Rollins, who has just released his first spoken/instrumental album, "Family Man" (SST 030), has often collaborated with other rockers-who-would-be-poets, among them Nick Cave, Lydia Lunch and Exene Cervenka. His appearances on Kubernick's spoken word anthologies, which assemble the spoken, sung and screamed musings of hundreds of L.A. denizens, have been a lightning rod for attention -- MTV asked him to read from "Family Man" -- and now he is invited to perform in places where Black Flag would probably never be welcome.
Extreme in looks, in life style, in his work, Rollins seems to be every mother's nightmare (his own mother, Iris, still lives in Virginia, and attends Rollins' performances and houses band members). Yet this hometown boy who used to manage the Ha agen-Dazs on Wisconsin Avenue is direct and quite friendly once you get past his startling appearance.
He's uncommonly handsome, a fact he undercuts with a wild mane of anachronistically long hair and an unsettling Manson-like gaze. His upper torso is covered with garish, ghoulish tattoos: death's heads, snakes, the four black bars of the Black Flag logo. It all smacks of self-destruction and menace, but Rollins is devout in caring for the machine -- he runs five miles daily, pumps iron, shuns drugs and alcohol. And works constantly. Won't he regret the tattoos in time? "That smacks of having a goal ahead," Rollins says. "And I don't believe in goals."
Expect his current readings to be heavily laced with Washington memories, many of them unhappy: hyperactive child, ostracized during much of his childhood and high school years. "I was like the school freak," he says. "So I always had the feeling that other people were dead inside." Rollins' explosive, firebreathing presence fronting his first band, Washington's hard-core SOA, attracted the attention of the Black Flag corps, and he was soon inducted.
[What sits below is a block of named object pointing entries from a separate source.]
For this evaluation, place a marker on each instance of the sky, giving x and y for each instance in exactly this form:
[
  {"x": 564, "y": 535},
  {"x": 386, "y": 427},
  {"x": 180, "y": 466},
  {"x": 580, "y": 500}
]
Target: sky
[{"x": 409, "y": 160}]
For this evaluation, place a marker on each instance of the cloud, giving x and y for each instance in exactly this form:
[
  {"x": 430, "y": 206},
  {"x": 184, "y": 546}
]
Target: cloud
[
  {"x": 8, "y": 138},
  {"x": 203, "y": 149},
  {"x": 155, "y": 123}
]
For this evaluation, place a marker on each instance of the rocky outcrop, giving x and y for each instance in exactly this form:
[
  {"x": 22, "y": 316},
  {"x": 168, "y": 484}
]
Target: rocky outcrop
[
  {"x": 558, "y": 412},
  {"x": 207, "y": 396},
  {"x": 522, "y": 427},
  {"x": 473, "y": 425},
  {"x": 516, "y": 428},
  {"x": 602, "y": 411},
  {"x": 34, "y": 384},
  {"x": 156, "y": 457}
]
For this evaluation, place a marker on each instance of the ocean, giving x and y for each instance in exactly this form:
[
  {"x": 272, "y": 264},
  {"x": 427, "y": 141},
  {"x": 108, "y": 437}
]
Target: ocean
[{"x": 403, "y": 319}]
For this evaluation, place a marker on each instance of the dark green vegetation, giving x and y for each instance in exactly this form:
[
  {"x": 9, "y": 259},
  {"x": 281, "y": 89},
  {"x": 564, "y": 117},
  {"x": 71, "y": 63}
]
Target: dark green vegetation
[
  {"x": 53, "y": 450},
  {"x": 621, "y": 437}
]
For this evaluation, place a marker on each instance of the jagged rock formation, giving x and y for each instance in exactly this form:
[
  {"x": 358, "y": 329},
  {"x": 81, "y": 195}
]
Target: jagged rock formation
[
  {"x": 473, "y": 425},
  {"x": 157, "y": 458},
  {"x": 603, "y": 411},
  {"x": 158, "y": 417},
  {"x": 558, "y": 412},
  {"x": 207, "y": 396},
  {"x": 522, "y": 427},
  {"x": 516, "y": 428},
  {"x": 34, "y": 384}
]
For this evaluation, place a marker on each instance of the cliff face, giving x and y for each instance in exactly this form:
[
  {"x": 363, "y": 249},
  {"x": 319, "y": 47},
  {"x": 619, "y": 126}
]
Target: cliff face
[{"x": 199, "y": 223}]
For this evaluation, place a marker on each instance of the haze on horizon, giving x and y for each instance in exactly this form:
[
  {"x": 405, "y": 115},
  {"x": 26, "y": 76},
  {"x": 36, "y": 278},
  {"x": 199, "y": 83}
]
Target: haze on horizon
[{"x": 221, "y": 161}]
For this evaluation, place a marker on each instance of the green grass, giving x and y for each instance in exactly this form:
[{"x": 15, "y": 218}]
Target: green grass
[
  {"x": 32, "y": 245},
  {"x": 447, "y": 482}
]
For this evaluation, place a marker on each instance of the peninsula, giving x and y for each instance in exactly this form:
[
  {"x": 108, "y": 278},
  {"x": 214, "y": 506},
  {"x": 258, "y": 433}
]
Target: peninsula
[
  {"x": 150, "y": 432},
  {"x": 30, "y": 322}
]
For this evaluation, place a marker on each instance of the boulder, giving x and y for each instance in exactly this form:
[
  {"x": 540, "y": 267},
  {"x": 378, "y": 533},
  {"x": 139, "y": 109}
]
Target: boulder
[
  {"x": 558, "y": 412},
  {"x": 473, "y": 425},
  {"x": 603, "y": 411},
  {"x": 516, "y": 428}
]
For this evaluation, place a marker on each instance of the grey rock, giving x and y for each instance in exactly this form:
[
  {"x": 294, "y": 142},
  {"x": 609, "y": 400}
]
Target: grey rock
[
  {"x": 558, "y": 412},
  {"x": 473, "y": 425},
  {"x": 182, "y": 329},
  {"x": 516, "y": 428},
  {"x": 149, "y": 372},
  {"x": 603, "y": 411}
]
Independent and alone, he now lives in The Shed, actually a large tool shed behind the house of bandmate Greg Ginn's parents in the South Bay area, ironically near where the Beach Boys grew up.
Despite all the attention, Rollins denies an interest in money and fame. "We're not after success, we're after impact," he says.
"When there's a chunk of money, you won't see Henry in limos," Kubernick says. "He just wants to work." Rollins, in fact, is spending nearly all the money he earns on the spoken word tour to print 1,000 copies of his first volume of poetry.
"I think our music, and my writing, is a triumph over conformity and boredom," he says, when pressed for a sum-up. "I feel like a fish in water for the first time with this band. I'm doing what I want, what matters to me. And maybe it matters to some other people."